L'impulsion principale du dépôt découle d'une récente apparition au Congrès du commentateur politique Ben Shapiro, qui a fait campagne devant la Chambre pour affirmer que le GARM, un collectif d'annonceurs qui travaillent ensemble pour lutter contre le contenu préjudiciable en ligne, en s'assurant qu'aucune publicité n'est placée à côté de celui-ci, s'entend également pour censurer certains discours, en imposant des restrictions sur tout ce que les membres du GARM n'aiment pas, au lieu de simplement gérer les risques.

Selon Shapiro:

« GARM agit comme un cartel. Ses membres représentent 90 % des dépenses publicitaires aux États-Unis, soit près d’un trillion de dollars. En d’autres termes, si vous ne recevez pas de fonds publicitaires de la part des membres de GARM, il est presque impossible de gérer une entreprise basée sur la publicité. Et si vous ne suivez pas leurs discours politiques préférés, votre marque ne sera pas considérée comme sûre. »

Shapiro affirme que les décisions de GARM visent à étouffer certains récits, à la demande de ses membres, qui voient souvent le discours conservateur, en particulier, ciblé et donc restreint pour la monétisation en éloignant les partenaires publicitaires potentiels des plateformes et des publications.

« GARM ne fixe pas de limite entre ce qui est criminel, abusif ou dangereux. Ses normes incluent également des restrictions sur les discours de haine, le harcèlement, la désinformation ou, ce que je préfère, le traitement insensible, irresponsable et préjudiciable de questions sociales controversées et sensibles. Ces critères sont très subjectifs en théorie et purement partisans en pratique.« 

Essentiellement, l’essence de l’affaire ici est que Le groupe GARM est en mesure d’influencer les dépenses publicitaires en dissuadant les annonceurs de lancer des campagnes sur les plateformes qu’il considère comme « dangereuses », en fonction de ses critères choisis. Ce qui, selon Shapiro et bien d’autres, est biaisé dans la pratique.

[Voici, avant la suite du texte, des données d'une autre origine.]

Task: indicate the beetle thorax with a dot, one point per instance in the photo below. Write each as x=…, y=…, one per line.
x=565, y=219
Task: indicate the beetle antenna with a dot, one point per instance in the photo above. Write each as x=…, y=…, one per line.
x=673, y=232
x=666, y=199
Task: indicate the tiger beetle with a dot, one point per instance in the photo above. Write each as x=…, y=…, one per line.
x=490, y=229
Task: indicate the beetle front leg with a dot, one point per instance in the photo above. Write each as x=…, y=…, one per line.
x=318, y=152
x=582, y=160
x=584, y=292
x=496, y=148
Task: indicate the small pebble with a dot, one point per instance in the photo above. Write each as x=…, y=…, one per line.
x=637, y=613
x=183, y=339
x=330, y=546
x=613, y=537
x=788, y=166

Et X utilise maintenant ceci comme base pour une contestation judiciaire :

« En tant que condition d'adhésion à GARM, les membres de GARM acceptent d'adopter, de mettre en œuvre et de faire respecter les normes de sécurité de la marque de GARM, notamment en refusant de diffuser de la publicité sur les plateformes de médias sociaux jugées par GARM comme non conformes aux normes de sécurité de la marque. Lorsque Elon Musk et d'autres investisseurs ont acquis Twitter en novembre 2022, les membres de GARM ont contacté GARM pour connaître « les points de vue de (GARM) sur la situation de Twitter et un éventuel boycott de la part de nombreuses entreprises (,) » et GARM a fait part à ses membres de ses inquiétudes quant à la conformité de Twitter aux normes de GARM, déclenchant le boycott massif des annonceurs qui a suivi. »

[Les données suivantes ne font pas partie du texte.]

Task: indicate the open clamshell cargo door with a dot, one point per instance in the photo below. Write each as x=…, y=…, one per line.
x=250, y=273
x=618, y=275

X affirme que les conséquences des conseils de GARM se font encore sentir au sein de l’entreprise, même si X respecte ou dépasse les réglementations spécifiées par GARM. Ainsi, il est suggéré que GARM conseille ses clients sur la base de raisons extérieures au champ d’application de son code de conduite et de son cadre de sécurité de la marque, et qu’elles sont davantage fondées, comme le prétend Shapiro, sur des motifs idéologiques.

C'est une affirmation de grande envergure, et elle sera difficile à plaider devant un tribunal, même s'il est important de préciser que X ne poursuit pas exactement des marques individuelles pour ne pas avoir fait de publicité sur X, en tant que tel (comme beaucoup l'ont suggéré), mais cible en fait le groupe de conseil de l'industrie au sens large, qui, selon lui, travaille contre lui.

En réalité, X tente d’établir une approche juridique pour répondre à une tentative perçue de censure de la parole.

Ce qui, conceptuellement, est plus abstrait et plus difficile à poursuivre, car X vise en réalité à empêcher des organisations comme GARM de se coordonner pour conseiller à leurs partenaires d’éviter des plateformes comme X.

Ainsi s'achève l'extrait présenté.